Pu-erh tea leaves

Pu-erh is unique in that it is the only tea that undergoes true fermentation. (Black tea is fully oxidized, but not fermented).

Pu-erh originates in China’s Yunnan province. It is named after Pu-erh county where the tea was originally produced. The earliest reference to Pu-erh tea is in documents dating from the Tang Dynasty (618 AD–906 AD) and it has been an important trading item for centuries.

Pu-erh tea is produced from the broad, mature leaves of older tea trees. This is quite different from other types of tea such as green tea or black tea, which are produced from the tea buds and new leaves. Most tea is best fresh. Green tea, black tea, and oolong tea will lose flavor and become stale as they get older. Pu-erh tea is quite different –it is meant to be aged and the older it is the better it gets.

Many give this remarkable tea credit for restoring and maintaining good health. Generations of Chinese have drunk this tea after rich meals to "cut the grease." Pu-erh tea is probiotic and helps maintain a good ‘gut’. The microbes found in pu-erh tea include Aspergillus Niger, Saccharomyces and Penicillium.

Chinese tea drinkers have known of the health benefits of pu-erh tea for centuries, and recent scientific research have bolstered many of these traditional claims. Pu-erh tea is effective in lowering blood cholesterol, reducing high blood pressure, and preventing intestinal infection. Many report that drinking it after meals relieves any overstuffed feelings and aids digestion. Pu-erh tea is also high in antioxidants which are necessary to protect us from a whole range of diseases including cancer and heart disease.

Scientific studies have shown that two antioxidant compounds: theabrownin and gallic acid activate enzymes in our body responsible for fat metabolism. These antioxidants shrink fat tissue and help the body keep fat off weeks after ingestion. The caffeine in pu-erh helps speed metabolism, making the body more efficient at digesting a meal.

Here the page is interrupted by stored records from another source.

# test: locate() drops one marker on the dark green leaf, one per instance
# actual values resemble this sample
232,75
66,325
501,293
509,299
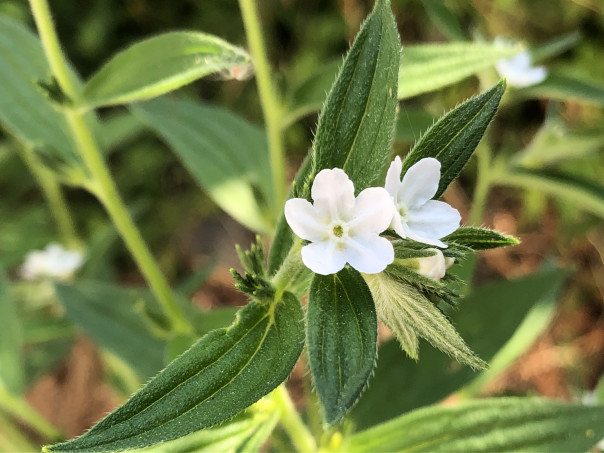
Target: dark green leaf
480,238
109,315
357,122
341,337
226,155
498,424
487,319
11,365
454,137
161,64
226,371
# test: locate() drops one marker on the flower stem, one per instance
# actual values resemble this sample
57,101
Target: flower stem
51,190
298,432
271,107
102,184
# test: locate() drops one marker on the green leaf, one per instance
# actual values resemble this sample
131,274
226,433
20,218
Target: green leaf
25,112
490,318
480,238
428,67
564,87
497,424
454,137
11,365
342,338
109,315
226,371
226,155
584,194
357,122
160,64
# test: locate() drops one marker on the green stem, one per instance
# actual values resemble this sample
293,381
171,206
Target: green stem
51,190
271,107
103,185
298,432
483,184
17,407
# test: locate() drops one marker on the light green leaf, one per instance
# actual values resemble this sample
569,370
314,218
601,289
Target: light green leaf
11,365
25,112
497,424
226,371
109,315
356,124
564,87
341,339
427,67
454,137
226,155
480,238
160,64
489,319
584,194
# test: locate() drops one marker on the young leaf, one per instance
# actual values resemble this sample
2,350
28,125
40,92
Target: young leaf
427,67
160,64
480,238
109,316
11,364
357,121
342,338
497,424
454,137
226,371
225,154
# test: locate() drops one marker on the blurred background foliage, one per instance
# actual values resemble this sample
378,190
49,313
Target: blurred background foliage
186,230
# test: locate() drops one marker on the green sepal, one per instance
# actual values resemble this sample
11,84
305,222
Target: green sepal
454,137
226,371
341,339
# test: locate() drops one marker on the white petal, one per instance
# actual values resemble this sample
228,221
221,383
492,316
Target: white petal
431,222
419,184
323,257
393,177
372,212
369,253
333,194
305,221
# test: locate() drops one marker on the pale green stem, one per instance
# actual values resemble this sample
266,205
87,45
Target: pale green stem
17,407
51,190
298,432
271,107
103,185
483,184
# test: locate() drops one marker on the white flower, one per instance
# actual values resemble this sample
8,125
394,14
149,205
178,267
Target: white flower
342,229
416,216
54,261
518,70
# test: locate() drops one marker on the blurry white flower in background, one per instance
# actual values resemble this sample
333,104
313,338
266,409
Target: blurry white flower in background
519,70
54,262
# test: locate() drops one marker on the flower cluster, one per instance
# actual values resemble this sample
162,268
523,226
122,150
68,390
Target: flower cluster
343,229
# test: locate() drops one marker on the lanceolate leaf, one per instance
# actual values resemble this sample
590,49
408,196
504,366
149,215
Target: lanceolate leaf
454,137
357,122
161,64
427,67
342,336
226,371
480,238
226,155
499,424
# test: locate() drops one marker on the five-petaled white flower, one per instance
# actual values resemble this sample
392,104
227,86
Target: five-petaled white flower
519,70
54,261
416,216
341,228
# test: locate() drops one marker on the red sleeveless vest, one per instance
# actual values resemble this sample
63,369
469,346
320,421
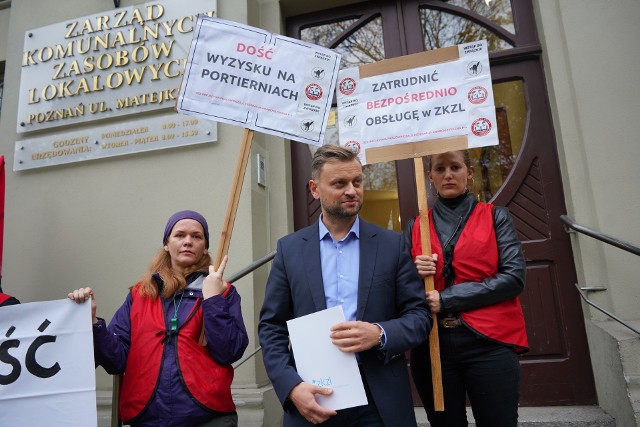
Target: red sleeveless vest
4,297
206,381
475,258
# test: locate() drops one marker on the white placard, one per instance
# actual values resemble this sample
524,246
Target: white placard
430,102
321,363
115,63
126,137
252,78
47,371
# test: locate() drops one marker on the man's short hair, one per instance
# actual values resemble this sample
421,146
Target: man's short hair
329,153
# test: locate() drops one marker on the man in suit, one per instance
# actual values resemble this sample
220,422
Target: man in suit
343,260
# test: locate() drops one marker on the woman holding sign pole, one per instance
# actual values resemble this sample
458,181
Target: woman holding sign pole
479,271
170,379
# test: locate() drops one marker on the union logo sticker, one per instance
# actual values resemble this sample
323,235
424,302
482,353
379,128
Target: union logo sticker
481,126
477,95
313,92
353,146
347,86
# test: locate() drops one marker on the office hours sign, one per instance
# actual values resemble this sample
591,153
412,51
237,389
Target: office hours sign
252,78
47,371
418,102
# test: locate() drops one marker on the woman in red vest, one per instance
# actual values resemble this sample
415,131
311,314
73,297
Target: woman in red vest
172,377
479,271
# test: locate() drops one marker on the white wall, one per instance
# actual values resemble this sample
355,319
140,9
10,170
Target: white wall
98,223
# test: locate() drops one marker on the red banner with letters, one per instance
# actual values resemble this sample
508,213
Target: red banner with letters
1,214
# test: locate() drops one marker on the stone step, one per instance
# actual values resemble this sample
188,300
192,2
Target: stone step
548,416
251,414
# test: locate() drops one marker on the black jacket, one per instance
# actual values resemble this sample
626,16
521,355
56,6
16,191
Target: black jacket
507,283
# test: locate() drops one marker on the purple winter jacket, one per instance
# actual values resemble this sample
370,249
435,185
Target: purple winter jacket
226,335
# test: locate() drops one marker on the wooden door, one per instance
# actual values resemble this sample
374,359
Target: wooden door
521,173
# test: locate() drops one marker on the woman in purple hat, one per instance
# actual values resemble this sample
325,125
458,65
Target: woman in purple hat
176,335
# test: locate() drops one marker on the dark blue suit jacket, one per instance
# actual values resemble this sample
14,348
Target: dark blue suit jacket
390,293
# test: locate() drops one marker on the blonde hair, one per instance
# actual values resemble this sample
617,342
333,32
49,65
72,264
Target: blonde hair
173,282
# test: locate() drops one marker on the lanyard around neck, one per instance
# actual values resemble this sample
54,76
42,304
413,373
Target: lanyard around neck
176,307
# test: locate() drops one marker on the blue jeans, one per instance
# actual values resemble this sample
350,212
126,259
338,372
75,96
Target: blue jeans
474,367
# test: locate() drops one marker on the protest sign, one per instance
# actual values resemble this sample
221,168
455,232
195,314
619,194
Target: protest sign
412,106
47,371
419,99
262,81
249,77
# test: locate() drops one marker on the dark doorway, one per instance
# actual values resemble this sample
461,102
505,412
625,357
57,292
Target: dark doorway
522,172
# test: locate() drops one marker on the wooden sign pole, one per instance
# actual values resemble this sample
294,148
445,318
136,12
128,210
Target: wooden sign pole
232,205
434,341
234,197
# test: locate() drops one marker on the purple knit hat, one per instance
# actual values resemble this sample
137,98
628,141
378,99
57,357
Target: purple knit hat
186,215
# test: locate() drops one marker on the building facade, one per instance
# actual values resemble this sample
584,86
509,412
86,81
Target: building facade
566,107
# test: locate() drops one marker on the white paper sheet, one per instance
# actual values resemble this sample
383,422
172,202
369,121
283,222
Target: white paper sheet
319,361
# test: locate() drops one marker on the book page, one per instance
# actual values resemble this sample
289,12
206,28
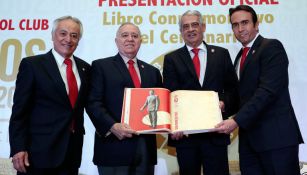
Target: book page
146,110
194,111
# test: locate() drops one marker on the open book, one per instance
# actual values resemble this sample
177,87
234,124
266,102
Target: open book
157,110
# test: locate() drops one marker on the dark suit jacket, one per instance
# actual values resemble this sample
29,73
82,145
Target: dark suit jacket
220,76
266,118
110,77
42,114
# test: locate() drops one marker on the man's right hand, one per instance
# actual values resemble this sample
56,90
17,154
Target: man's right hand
177,135
121,131
21,161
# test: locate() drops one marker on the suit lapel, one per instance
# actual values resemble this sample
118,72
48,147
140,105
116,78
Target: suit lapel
122,69
185,56
250,54
81,71
209,61
52,70
144,74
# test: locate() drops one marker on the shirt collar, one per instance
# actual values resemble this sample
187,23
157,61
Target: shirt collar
201,47
127,59
59,59
250,44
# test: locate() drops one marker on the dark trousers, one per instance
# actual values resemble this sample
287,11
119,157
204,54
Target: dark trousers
68,167
141,166
283,161
213,159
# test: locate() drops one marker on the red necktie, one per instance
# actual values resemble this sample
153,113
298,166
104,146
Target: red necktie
72,82
133,74
244,54
196,61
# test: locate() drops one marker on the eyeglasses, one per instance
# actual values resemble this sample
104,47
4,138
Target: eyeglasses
243,23
193,25
126,35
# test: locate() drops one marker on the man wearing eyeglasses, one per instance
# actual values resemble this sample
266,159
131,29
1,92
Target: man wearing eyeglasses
203,67
118,149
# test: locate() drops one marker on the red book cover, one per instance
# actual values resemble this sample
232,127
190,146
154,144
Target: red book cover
147,109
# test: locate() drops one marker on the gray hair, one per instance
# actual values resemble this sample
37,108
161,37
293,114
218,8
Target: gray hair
193,13
76,20
127,23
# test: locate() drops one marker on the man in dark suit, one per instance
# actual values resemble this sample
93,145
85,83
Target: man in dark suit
46,127
269,134
214,72
117,149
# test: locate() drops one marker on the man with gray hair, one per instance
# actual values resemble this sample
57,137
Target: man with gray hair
202,67
46,126
118,149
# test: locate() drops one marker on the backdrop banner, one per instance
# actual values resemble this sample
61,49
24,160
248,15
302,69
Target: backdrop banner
25,30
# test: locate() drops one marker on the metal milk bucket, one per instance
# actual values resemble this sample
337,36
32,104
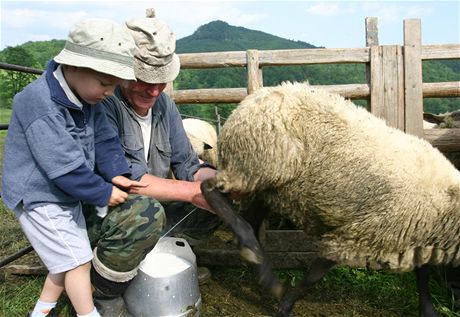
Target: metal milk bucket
166,283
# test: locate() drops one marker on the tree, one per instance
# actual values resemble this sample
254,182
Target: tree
12,82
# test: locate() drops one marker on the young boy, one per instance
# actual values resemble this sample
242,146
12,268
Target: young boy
60,152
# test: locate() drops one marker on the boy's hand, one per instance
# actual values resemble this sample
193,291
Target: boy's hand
118,196
126,183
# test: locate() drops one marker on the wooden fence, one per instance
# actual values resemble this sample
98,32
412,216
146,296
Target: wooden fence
394,89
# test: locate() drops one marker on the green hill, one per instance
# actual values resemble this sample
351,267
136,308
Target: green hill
220,36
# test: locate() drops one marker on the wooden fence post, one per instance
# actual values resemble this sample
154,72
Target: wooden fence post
413,80
387,84
255,79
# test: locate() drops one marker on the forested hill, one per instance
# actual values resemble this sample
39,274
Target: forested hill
220,36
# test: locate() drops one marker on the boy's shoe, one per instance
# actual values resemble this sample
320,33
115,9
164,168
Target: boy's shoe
52,313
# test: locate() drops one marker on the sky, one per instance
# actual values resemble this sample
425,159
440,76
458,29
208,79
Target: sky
332,24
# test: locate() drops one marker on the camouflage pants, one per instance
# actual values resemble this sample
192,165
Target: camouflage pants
130,230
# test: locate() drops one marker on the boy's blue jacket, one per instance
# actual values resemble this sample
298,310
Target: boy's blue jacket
56,152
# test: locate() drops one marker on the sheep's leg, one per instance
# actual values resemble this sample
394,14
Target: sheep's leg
250,248
319,268
426,308
255,214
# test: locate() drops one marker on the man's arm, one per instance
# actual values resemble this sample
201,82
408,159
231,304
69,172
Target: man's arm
164,189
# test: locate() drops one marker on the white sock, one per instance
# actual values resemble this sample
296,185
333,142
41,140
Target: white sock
94,313
42,309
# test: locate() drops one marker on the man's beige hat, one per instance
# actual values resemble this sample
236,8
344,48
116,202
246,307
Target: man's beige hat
101,45
155,60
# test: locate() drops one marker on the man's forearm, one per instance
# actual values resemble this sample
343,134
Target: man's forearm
168,189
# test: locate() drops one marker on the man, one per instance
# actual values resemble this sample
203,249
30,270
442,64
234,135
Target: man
155,144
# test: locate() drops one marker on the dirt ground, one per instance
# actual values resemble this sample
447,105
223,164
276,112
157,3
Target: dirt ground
235,292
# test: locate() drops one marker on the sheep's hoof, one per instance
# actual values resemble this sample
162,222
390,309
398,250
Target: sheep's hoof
250,256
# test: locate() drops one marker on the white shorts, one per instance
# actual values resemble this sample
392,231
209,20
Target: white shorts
58,235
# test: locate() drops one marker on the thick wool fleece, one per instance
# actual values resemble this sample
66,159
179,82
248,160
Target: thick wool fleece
366,193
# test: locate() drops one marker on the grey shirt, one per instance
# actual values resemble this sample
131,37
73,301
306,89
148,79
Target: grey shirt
170,148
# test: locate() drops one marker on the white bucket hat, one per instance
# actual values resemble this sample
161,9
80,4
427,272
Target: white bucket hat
101,45
155,60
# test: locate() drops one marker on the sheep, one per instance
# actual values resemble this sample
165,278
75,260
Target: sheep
203,137
366,194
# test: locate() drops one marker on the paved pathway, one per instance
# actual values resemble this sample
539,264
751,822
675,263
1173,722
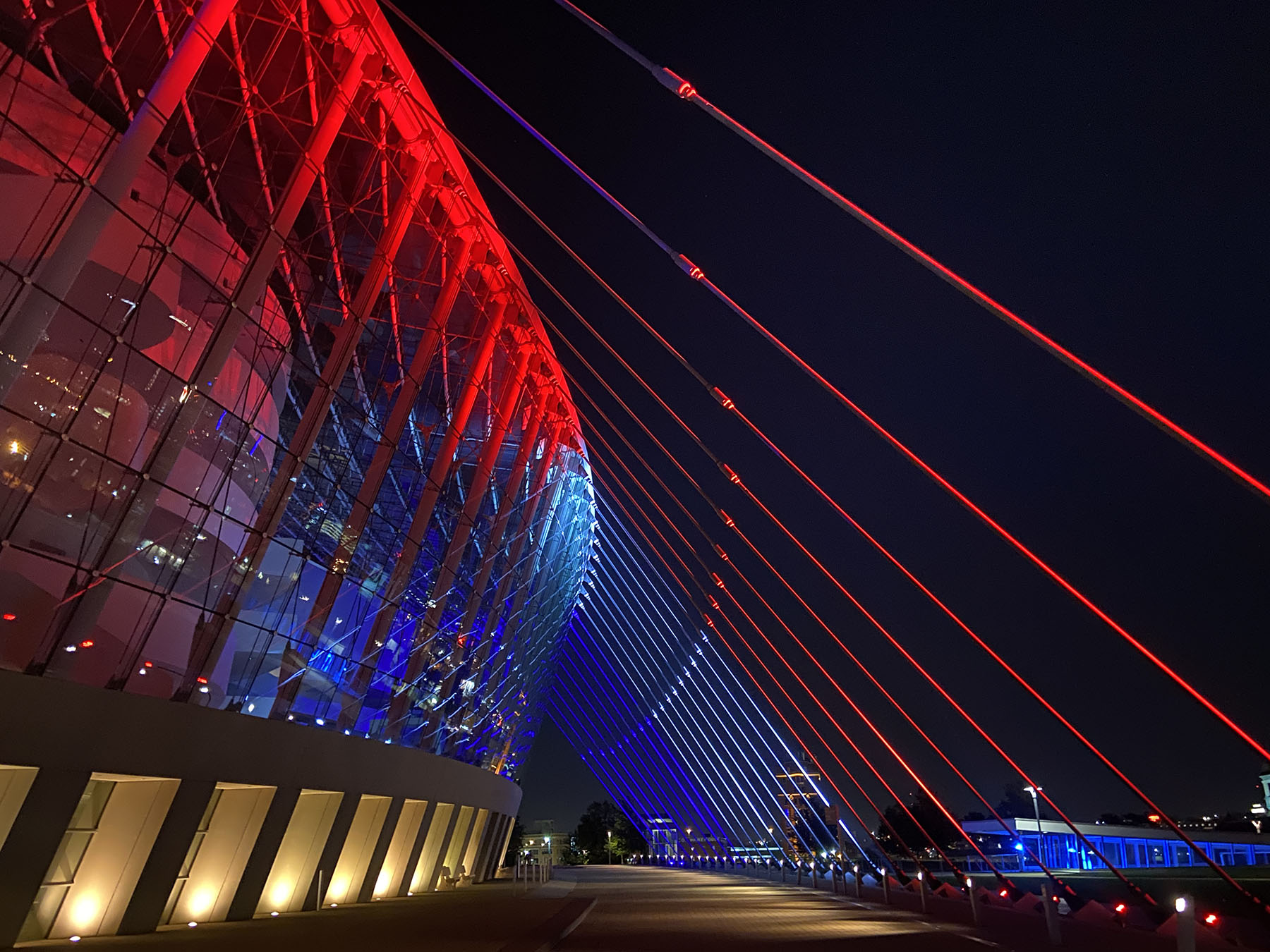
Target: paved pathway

A study at China`s Kunming Medical College involving 55 patients found that consuming pu-erh tea 3 times a day lowered cholesterol levels by 64%; nearly as much as cholesterol medication

The method of production is: the tea leaves are rolled and pan fried or baked to remove most of the moisture. They are then steamed and compressed (without drying) into the cakes. In the course of time the tea takes on a musty and earthy character. Pu-erh that gets somewhat moldy before it naturally dries is considered the best.

Pu-erh is unique in the fact that it is aged, as already mentioned, sometimes for many years. This aging process causes its flavor and color to change over time. Many pu-erh’s are later broken up out of the cakes to make it easier to handle. Pu-erh may be re-steeped multiple times and with each infusion comes a different flavor profile.

Brewing Method:

Hot tea brewing method: Heat water to 212°F (boiling). Place 1 heaping teaspoon per 6 ounce cup. Steep 4-6 minutes. Resteep until flavor is exhausted.